Em resposta, o Irã lançou uma barragem de mísseis e drones contra alvos em Israel e bases americanas no Golfo Pérsico. Relatos iniciais mencionam 27 instalações atingidas, com sirenes ecoando em Tel Aviv e Jerusalém. Explosões também foram registradas em Teerã e províncias estratégicas, deixando mais de 200 mortos e cerca de 750 feridos.Vácuo de Poder e Risco Interno
- Ghalibaf enfatizou que o Irã está "preparado para todos os cenários", incluindo a sucessão após a perda do Líder Supremo.
- Analistas apontam que este é o maior risco de instabilidade interna desde a Revolução Islâmica de 1979.

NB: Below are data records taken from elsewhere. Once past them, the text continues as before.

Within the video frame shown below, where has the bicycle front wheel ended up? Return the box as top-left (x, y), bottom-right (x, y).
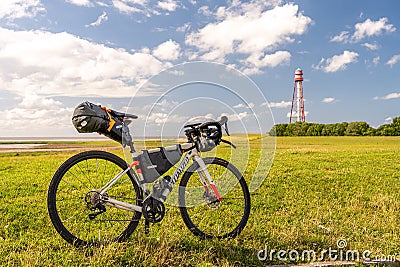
top-left (47, 151), bottom-right (142, 246)
top-left (178, 158), bottom-right (250, 238)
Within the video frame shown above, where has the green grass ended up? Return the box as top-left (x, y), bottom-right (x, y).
top-left (0, 137), bottom-right (400, 266)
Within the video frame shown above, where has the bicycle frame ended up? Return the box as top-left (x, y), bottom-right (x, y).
top-left (100, 143), bottom-right (222, 215)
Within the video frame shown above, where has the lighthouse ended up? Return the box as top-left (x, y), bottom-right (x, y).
top-left (289, 68), bottom-right (306, 123)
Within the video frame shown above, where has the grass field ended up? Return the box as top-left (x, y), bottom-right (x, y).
top-left (0, 137), bottom-right (400, 266)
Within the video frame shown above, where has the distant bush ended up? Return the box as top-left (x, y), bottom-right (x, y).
top-left (269, 117), bottom-right (400, 136)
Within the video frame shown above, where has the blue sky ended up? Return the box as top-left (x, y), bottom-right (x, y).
top-left (0, 0), bottom-right (400, 136)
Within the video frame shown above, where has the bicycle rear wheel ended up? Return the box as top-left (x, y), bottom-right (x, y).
top-left (47, 151), bottom-right (142, 246)
top-left (178, 158), bottom-right (250, 238)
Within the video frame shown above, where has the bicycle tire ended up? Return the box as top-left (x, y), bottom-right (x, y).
top-left (178, 158), bottom-right (250, 239)
top-left (47, 151), bottom-right (142, 247)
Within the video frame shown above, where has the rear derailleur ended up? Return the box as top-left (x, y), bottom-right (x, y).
top-left (85, 190), bottom-right (107, 220)
top-left (142, 196), bottom-right (165, 223)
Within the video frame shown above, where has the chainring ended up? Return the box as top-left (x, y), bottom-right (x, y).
top-left (142, 197), bottom-right (165, 223)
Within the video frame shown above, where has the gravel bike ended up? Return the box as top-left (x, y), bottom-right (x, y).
top-left (47, 102), bottom-right (250, 246)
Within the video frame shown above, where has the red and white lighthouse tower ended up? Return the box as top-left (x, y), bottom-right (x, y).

- Figuras como Ali Larijani e membros da Guarda Revolucionária Islâmica (IRGC) reforçaram a unidade do regime, prometendo "queimar os corações" dos agressores.
Reações Internacionais
- Trump advertiu que qualquer nova escalada iraniana seria enfrentada com "uma força nunca antes vista".
- Netanyahu afirmou que há sinais de enfraquecimento do eixo iraniano, mas alertou para possíveis operações adicionais.
- Rússia e China condenaram os ataques como "agressão não provocada".
- Líderes europeus pedem contenção para evitar uma conflagração regional.
Conclusão
Com mísseis ainda cruzando o céu e retaliações prometidas de ambos os lados, o Oriente Médio entra em uma fase de imprevisibilidade extrema, onde cada hora pode redefinir o equilíbrio de poder.